# up and running



## Divedoc (Feb 22, 2011)

still a long way yet to go


----------



## Divedoc (Feb 22, 2011)

another shot


----------



## gklaw (May 31, 2010)

Look awesome and very nice piece of wood. Where do you find that?


----------



## CRS Fan (Apr 21, 2010)

Looking good so far. Keep up the good work !

Stuart


----------



## Divedoc (Feb 22, 2011)

lol the Stave river. I found the the submerged trees, been there forever, jumped in with a swede saw and voila. Trimmed the back flush with a rip saw and one center peace was made.
An ornate bichir lives happily under it now lol.


----------



## bonsai dave (Apr 21, 2010)

looking great keep up the good work..


----------



## bowman00 (Apr 27, 2010)

Love the Stump!


----------



## beN (Apr 21, 2010)

that stump is pimp! LOL

awesome find dude!


----------



## 2wheelsx2 (Apr 21, 2010)

Nice setup. What else do you plan to do?


----------



## Divedoc (Feb 22, 2011)

My thanks to Coris for driving out to Pitt Meadows last night, I'm now the proud new owner of a Thai Silk Flowerhorn  The Severum is NOT impressed lol. I need to get some dither fisher in there for her to vent on so Mr.Platinum can settle in without her pestering. He's handling her pissiness well lol.
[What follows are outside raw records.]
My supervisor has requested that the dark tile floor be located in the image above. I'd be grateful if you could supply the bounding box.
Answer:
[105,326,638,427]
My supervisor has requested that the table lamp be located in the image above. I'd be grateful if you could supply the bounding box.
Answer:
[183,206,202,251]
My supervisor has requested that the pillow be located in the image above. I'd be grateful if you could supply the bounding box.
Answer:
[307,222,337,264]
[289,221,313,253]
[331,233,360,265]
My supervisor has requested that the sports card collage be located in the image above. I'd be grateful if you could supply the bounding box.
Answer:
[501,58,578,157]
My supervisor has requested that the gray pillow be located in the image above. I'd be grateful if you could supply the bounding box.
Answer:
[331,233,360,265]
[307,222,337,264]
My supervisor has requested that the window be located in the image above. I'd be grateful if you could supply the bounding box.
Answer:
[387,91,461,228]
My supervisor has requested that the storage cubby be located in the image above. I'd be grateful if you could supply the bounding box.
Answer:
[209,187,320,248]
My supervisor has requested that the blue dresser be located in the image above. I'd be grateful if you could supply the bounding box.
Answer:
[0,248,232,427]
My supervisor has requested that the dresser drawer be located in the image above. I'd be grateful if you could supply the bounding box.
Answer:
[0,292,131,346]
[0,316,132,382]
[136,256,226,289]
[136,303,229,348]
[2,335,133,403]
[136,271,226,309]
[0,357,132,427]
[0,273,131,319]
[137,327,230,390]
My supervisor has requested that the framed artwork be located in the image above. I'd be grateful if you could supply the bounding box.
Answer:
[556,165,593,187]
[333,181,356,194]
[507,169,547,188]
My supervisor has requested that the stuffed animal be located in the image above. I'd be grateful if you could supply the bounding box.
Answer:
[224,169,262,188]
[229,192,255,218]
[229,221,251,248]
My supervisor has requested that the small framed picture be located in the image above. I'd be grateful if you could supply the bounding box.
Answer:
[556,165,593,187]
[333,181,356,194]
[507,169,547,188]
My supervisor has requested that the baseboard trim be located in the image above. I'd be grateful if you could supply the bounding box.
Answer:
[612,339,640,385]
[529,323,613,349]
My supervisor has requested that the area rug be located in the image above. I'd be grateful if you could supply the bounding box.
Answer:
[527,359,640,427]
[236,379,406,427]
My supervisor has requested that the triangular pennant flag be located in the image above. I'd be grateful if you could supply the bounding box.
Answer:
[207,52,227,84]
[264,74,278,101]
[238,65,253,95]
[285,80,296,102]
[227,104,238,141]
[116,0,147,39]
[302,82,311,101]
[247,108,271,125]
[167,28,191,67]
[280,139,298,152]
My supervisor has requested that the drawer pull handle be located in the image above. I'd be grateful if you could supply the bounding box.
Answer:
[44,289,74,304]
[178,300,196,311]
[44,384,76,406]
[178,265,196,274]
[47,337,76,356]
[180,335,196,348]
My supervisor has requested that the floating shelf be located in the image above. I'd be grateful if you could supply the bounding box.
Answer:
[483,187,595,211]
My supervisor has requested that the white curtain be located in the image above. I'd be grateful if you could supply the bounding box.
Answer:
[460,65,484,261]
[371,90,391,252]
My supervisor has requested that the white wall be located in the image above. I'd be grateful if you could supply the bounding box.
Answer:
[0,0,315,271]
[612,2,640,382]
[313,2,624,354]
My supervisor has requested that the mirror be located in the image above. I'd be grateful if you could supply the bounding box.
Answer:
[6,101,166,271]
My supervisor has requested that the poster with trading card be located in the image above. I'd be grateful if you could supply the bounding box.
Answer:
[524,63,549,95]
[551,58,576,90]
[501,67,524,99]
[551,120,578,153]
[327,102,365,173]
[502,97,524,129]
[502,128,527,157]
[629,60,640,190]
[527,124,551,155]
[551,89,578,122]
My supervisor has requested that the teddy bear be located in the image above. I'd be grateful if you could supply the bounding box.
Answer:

Man I wish this was a larger set up, I would loooooove to have an arowana in there lol.


----------



## Mferko (Jun 8, 2010)

great looking tank and stump


----------



## Divedoc (Feb 22, 2011)

all moved in and starting to settle...


----------



## bowman00 (Apr 27, 2010)

Did you get that Thai silk from Cowis?


----------



## Divedoc (Feb 22, 2011)

I did, quite pleased thusfar.


----------



## jay_leask (Apr 22, 2010)

that stump is awesome


----------